Polycystic ovary syndrome (PCOS) is a heterogeneous disorder which manifests clinically with symptoms and signs of ovarian dysfunction such as oligoovulation or anovulation, altered ovarian morphology with polycystic ovarian structure and with androgen excess (hirsutism and/or hyperandrogenenemia). In the differential diagnosis it is necessary to exclude hyperprolactinemia and non-classic adrenal hyperplasia. PCOS is the most common disease of the endocrine and reproductive system in women, which is associated with visceral obesity, insulin resistance, impaired glucose and lipid metabolism and elevated cardiovascular risk factors [
21]. The diagnosis of PCOS is made on the basis of the existence of three specific criteria: oligo-anovulation, clinical or biochemical signs of androgens excess, and ultrasound picture assessment of ovarian polycystic morphology [
22]. According to the Rotterdam criteria, two of three diagnostic criteria are necessary for the diagnosis of PCOS [
23]. Insufficient response to infertility treatment and increased pregnancy complications risk are common findings among obese PCOS women [
24]. A rise of obesity in PCOS patients may induce the appearance of reproductive and cardiovascular disease [
25]. Bariatric (metabolic) surgery remains as a final approach in PCOS cases where previous lifestyle and pharmacological management did not produce satisfactory results [
26]. Earlier, it was found that bariatric surgery use in obese PCOS women may induce a reduction in body weight, a decrease in insulin resistance, a correction of the hirsutism score and improvements in menstruation and ovulation ([
27]; Table
1).

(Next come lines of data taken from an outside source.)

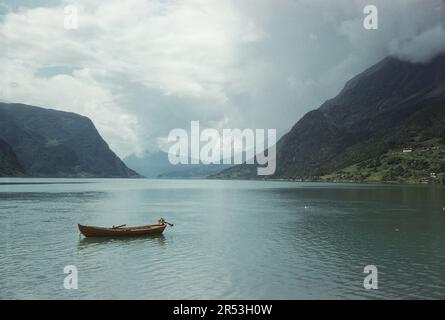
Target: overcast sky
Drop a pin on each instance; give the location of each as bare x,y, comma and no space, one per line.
140,68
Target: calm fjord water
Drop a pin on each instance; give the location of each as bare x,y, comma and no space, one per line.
231,239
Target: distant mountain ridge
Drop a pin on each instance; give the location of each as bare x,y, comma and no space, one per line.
9,165
386,107
51,143
157,165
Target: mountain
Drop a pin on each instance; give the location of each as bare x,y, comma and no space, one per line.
50,143
391,106
157,165
9,165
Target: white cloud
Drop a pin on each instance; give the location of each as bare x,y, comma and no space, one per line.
184,49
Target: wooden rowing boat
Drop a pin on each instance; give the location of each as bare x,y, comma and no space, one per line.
119,231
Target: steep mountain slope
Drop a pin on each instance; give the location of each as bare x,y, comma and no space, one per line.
372,115
157,165
50,143
9,165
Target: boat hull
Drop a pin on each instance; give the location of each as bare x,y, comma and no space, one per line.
89,231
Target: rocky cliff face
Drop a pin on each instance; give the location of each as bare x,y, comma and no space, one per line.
9,165
50,143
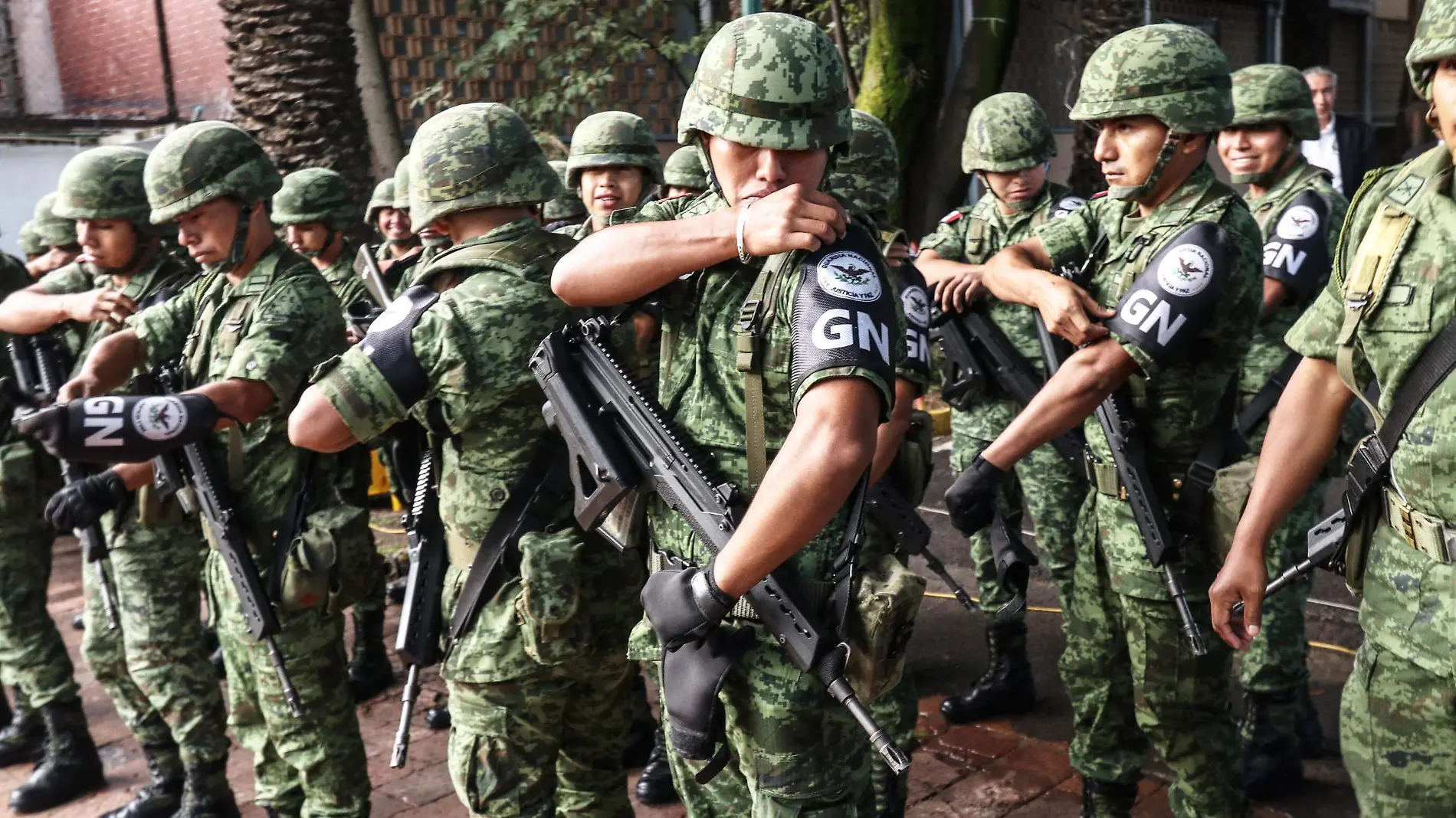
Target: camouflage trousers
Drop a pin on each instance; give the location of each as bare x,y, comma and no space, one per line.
310,766
1136,686
155,666
795,751
1051,491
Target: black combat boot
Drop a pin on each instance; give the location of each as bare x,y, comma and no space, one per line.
1273,760
71,767
655,785
207,793
1006,689
370,672
163,797
1108,800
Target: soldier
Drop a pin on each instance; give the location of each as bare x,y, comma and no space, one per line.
1299,213
1009,143
1179,261
538,696
1385,302
684,174
155,667
315,205
247,335
768,140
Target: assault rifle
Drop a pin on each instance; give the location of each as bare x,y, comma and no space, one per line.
619,443
38,375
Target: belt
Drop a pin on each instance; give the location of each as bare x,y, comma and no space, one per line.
1422,532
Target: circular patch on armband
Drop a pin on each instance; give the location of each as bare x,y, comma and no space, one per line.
159,418
848,274
1185,270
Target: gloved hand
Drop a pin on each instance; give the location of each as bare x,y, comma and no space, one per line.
972,498
684,606
82,502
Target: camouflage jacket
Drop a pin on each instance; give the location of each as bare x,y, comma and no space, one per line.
1187,360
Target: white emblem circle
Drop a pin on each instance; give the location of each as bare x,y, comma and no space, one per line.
848,274
1185,270
159,418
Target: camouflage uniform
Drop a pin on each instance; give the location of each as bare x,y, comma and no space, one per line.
1130,672
1397,730
536,699
794,750
273,326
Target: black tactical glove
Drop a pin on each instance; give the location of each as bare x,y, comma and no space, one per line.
82,502
972,498
684,606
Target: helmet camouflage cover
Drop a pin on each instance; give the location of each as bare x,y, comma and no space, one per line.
613,139
1006,131
105,182
769,80
1171,72
472,156
313,194
1274,93
870,174
1435,38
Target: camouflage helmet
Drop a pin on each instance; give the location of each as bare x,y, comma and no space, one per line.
472,156
870,174
684,169
568,201
1435,38
1171,72
1006,131
313,194
382,197
51,229
1274,93
613,139
105,182
769,80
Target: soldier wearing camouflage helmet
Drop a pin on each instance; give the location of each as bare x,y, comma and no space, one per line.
769,92
1395,722
153,666
538,698
1172,258
247,335
1299,211
1008,145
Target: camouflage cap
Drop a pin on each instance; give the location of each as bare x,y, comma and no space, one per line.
1166,70
205,160
870,174
684,169
769,80
568,201
1274,93
313,194
472,156
1006,131
103,182
1435,38
51,229
613,139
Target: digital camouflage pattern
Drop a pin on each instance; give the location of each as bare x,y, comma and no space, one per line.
1006,131
1392,728
313,194
202,162
103,182
503,166
539,683
613,139
1135,683
769,80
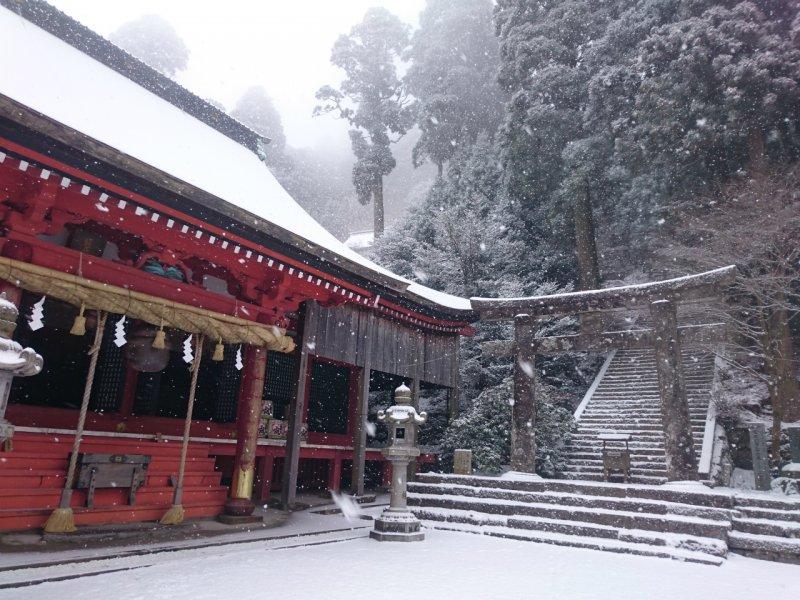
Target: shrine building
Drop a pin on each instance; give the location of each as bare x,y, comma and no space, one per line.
141,233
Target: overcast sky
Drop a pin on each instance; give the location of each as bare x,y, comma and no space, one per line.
283,45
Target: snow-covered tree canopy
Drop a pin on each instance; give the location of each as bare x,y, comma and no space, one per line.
154,41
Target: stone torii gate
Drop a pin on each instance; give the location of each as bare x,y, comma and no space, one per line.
666,337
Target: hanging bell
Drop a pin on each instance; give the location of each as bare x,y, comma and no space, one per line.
160,339
79,325
219,352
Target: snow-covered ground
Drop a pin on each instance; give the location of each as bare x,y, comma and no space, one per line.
446,565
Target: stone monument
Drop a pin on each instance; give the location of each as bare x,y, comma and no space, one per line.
15,361
462,462
792,469
397,523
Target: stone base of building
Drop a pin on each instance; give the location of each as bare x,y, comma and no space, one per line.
397,526
239,519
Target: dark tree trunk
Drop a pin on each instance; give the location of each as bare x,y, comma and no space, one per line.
585,244
782,384
523,412
755,150
377,198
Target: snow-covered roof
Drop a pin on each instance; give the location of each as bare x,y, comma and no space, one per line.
56,79
360,240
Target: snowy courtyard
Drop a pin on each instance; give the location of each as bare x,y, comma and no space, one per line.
446,565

Ovulation was established in 71% in a study of 195 anovulatory obese patients after surgery intervention. Greater weight loss was associated with ovulation regain [
28]. A meta-analysis of 29 studies published up to June 2016 was done in order to establish the presence of the disorders of gonadal function related to obesity and to assess the therapeutic response after bariatric surgery on this disorders and sex hormones [
29]. It was found that obesity-related disorders of gonadal function were very prevalent, with 36% expressed as PCOS. Resolution of PCOS was detected among 96% of them. Increase of SHBG and a decrease of estradiol and testosterone together with an improvement in hirsutism and menstruation appeared as a result of bariatric surgery. The authors concluded that bariatric surgery should be used as a first choice for the management of morbidly obese patients with disorders of gonadal function [
29]. In a large retrospective study that included 930 subjects after bariatric interventions, 44 patients with PCOS were compared with 65 controls. Significant weight loss with a significant decline in total testosterone and free testosterone appeared after bariatric surgery in PCOS patients, with simultaneous reduction of hyperandrogenism and menstrual irregularity. As a result of bariatric surgery, significant weight loss with a decrease in total and free testosterone were achieved [
25]. There is still an unsolved question among experts as to which method of bariatric surgery is best to apply in severely obese PCOS patients [
26]. The same authors suggest that AMH changes after the intervention in PCOS patient may be associated with the increase in conception rate.